Com estas palavras, o Papa observava como a perda do sentido do compromisso ou do amor que se percebe em alguns ambientes, embaçou progressivamente o valor, a natureza e a missão da família, provocando a desorientação de muitas pessoas.
Trinta anos depois, esta observação continua plenamente vigente e não nos desanima, mas estimula o nosso otimismo humano e sobrenatural.
O Prelado do Opus Dei recorda com frequência “a família precisa urgentemente de que se reafirme o seu humus originário, querido por Deus na criação, que infelizmente os costumes e as leis civis de muitos países se empenham em perverter”[2]. No contexto marcado pelo Sínodo sobre a Nova Evangelização, este é um momento propício para redescobrir o papel fundamental do matrimônio e da família, pois aqui está em jogo o futuro da Igreja e da humanidade.
A família, igreja doméstica
A família é insubstituível para o homem, pois constitui a célula primeira e original da sociedade; nela o homem e a mulher são acolhidos e tratados pela primeira vez como a sua dignidade requer: com amor desde a concepção até a morte, sendo amados pelo que são. É no lar onde cada pessoa aprende a amar e ser amada. O ser humano precisa da família, não só pela sua fragilidade e pela necessidade que tem dos outros para sobreviver, mas principalmente para atingir a sua plenitude.

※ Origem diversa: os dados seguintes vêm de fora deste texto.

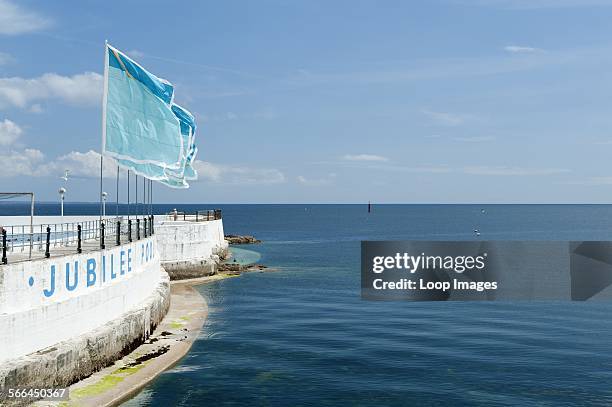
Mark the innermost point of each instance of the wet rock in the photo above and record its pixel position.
(238, 239)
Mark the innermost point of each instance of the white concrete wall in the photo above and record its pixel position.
(189, 241)
(44, 302)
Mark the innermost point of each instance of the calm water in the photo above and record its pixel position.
(303, 336)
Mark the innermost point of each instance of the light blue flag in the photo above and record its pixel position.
(144, 129)
(140, 125)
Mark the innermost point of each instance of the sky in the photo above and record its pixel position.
(312, 101)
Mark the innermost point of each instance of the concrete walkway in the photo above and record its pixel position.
(168, 344)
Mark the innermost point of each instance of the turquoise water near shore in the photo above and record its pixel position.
(302, 335)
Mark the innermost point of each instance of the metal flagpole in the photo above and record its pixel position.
(128, 194)
(103, 138)
(144, 197)
(117, 207)
(101, 157)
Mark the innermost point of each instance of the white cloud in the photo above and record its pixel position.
(364, 157)
(318, 182)
(9, 132)
(85, 88)
(445, 118)
(80, 165)
(36, 108)
(517, 49)
(237, 175)
(17, 163)
(16, 20)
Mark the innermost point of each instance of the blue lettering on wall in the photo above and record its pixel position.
(51, 290)
(91, 272)
(121, 263)
(113, 275)
(70, 287)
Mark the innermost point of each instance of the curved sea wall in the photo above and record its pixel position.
(190, 249)
(65, 317)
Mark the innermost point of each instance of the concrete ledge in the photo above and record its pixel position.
(187, 269)
(75, 359)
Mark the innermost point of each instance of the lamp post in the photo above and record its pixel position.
(62, 192)
(104, 196)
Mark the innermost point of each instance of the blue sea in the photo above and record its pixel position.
(302, 336)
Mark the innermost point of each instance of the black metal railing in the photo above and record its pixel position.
(197, 216)
(21, 242)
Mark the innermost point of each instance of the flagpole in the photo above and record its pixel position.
(128, 195)
(117, 208)
(103, 141)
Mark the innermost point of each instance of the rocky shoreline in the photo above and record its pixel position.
(241, 239)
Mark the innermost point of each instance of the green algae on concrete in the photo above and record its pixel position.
(105, 383)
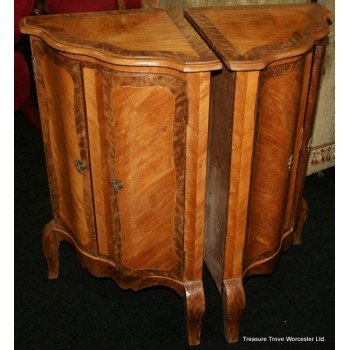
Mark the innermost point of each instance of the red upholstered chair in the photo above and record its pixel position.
(22, 78)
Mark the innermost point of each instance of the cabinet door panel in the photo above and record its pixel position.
(145, 164)
(278, 112)
(64, 132)
(145, 133)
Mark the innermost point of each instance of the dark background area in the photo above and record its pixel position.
(79, 311)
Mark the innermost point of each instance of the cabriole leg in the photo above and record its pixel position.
(299, 230)
(51, 246)
(194, 310)
(233, 300)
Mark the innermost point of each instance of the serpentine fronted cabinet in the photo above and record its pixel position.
(124, 121)
(261, 116)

Partindo destes princípios, se entende porque a qualidade moral do homem e da sociedade está ligada à família. De fato, o homem e a sociedade serão o que a família for. Precisamos urgentemente compreender que o futuro da humanidade passa por esta instituição: ali onde encontra o seu lugar e é protegida, mantendo em segurança a sua natureza, a sociedade consegue promover o desenvolvimento completo e integral dos seus cidadãos. Pelo contrário, onde é atacada e desprezada, o bem comum é danificado. Por isso proteger a família é “uma tarefa de importância capital, em que os católicos coincidimos com pessoas de outras crenças, ou sem religião alguma, conscientes de que a promoção da família – comunhão de amor entre um homem e uma mulher, indissolúvel e aberta à vida – constrói uma coluna insubstituível para a reta orientação da sociedade, e um fundamento importante para que os homens atinjam a maturidade e a felicidade”[3].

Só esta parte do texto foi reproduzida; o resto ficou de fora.